Tips For Proper USB Removal
If you are in the habit of unplugging a USB device without going the route of using the Safely Remove Hardware icon, then you should read this article before doing that again. It’s quite likely that you have not encountered any problems just unplugging the device without the use of the Safely Remove Hardware icon.
‘What’s the big deal?’ you might ask; ‘We’ve all done it at least a couple dozen times’ you might add. Indeed, depending on the settings you select, Windows actually tells you that you don’t need to use the Safely Remove Hardware option. But that bears some explanation.
The choice Windows gives is whether you want to optimize your device for quick removal (the default option) or for better performance. To view the dialogue box that contains the options, follow these steps: open the Start menu, type Device Manager and press Enter.
Next, expand the Disk drives section in the Device Manager and right-click your device. Select Properties from the options presented. In the new dialogue box select the Policies tab.
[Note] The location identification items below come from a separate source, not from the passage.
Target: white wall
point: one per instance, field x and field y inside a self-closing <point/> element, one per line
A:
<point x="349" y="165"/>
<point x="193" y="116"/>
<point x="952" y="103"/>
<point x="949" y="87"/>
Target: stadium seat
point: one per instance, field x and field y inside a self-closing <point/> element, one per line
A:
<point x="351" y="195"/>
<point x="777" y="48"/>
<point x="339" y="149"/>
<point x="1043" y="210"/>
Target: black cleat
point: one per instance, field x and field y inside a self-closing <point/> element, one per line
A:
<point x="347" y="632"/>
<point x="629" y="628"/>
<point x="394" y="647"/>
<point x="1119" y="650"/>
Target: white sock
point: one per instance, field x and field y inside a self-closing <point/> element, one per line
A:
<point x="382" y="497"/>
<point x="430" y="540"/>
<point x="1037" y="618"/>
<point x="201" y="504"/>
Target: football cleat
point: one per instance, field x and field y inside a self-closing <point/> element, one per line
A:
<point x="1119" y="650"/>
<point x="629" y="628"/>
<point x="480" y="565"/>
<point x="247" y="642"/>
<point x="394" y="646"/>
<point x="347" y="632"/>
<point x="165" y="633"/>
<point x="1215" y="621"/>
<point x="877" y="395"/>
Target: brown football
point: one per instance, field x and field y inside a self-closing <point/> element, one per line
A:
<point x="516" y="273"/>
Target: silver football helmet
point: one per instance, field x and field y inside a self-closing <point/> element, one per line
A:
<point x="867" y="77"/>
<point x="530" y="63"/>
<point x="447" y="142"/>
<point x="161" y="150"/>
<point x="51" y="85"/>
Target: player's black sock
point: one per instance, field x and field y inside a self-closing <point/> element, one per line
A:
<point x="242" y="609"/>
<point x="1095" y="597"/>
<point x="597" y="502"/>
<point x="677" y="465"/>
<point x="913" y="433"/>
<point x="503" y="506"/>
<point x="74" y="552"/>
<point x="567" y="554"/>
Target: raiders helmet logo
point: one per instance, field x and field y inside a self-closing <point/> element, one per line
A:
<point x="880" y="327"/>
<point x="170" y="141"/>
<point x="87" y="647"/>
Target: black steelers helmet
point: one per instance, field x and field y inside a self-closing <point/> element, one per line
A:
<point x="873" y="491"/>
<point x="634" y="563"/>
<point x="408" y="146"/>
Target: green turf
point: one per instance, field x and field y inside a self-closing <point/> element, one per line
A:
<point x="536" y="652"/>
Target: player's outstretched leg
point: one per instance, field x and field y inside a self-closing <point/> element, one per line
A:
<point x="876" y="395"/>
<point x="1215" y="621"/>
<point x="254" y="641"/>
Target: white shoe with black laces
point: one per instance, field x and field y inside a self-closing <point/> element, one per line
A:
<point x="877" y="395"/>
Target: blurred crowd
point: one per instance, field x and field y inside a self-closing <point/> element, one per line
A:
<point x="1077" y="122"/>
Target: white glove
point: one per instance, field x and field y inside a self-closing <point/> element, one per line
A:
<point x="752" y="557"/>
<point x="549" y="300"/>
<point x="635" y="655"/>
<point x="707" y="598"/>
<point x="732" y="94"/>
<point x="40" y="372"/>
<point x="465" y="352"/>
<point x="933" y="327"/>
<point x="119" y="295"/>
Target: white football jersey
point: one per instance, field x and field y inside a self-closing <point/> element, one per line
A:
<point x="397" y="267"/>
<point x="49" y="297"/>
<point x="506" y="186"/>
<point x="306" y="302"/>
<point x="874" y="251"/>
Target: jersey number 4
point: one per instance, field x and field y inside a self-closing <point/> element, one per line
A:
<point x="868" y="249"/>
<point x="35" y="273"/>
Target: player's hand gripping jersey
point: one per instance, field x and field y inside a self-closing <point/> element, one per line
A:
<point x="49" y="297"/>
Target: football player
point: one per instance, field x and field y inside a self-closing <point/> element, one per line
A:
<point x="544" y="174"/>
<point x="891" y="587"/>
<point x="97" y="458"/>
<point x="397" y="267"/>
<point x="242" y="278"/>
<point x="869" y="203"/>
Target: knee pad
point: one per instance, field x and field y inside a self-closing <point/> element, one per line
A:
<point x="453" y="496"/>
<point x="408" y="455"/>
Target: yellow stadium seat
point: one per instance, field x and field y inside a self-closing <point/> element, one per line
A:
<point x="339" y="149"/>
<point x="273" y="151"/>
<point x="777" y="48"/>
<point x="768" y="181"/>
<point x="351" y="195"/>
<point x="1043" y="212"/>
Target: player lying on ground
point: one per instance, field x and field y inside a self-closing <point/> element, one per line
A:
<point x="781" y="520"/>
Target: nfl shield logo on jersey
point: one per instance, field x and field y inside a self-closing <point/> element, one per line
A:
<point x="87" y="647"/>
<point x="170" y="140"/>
The Quick Removal (Default) Option
The Quick Removal option decreases the performance level of the USB, but in normal everyday use many people simply forget to use the Safely Remove Hardware option. The chances of data corruption are minimized (but not eliminated)in such cases. This option says you can disconnect your device safely without using the Safely Remove Hardware notification icon but write caching will be disabled. What does that mean? Windows will effect changes to your device immediately as you instruct it to. Data corruption can then occur if you disconnect the USB while moving files to it, saving a file to it, or doing any other process that involves having data being written to it.
The Better Performance Option
Using this option, Windows will cache or store data instead of immediately writing it to the device. This will in essence improve your device’s performance since the files you wish to copy are first placed into a cache in the computer’s fast memory of RAM and then transferred to the slower-reading flash memory of the device. File dialogues will close up sooner but the actual copying occurs in the background and takes just as long.
The Safely Remove Hardware option must be used, however, to allow Windows to transfer the data from the write cache to the device. Data corruption is likely if you disconnect without using the Safely Remove Hardware option. The option instructs Windows to ensure that all the necessary changes have been made to the device before it notifies you that you may now safely remove it.
Your Best Bet
Some USB devices have a blinking light to indicate that the device is currently in use. This may be misleading as there are instances when the device may still be in use and the light off. Other devices simply do not have an indicator light.
The safest option is to allow Windows to verify that the device is not in use – all files have been copied to it, all changes you intend have been made – then notify you to go ahead and safely remove it. To do this you may choose to either use the Safely Remove Hardware icon and Eject your device before unplugging it or right-click on the USB device in the Computer window and select Eject. Windows will eliminate any chances of data corruption by telling you when it is safe to remove it.
The procedure is safest whether you are on Windows, Linux, or Mac OS X.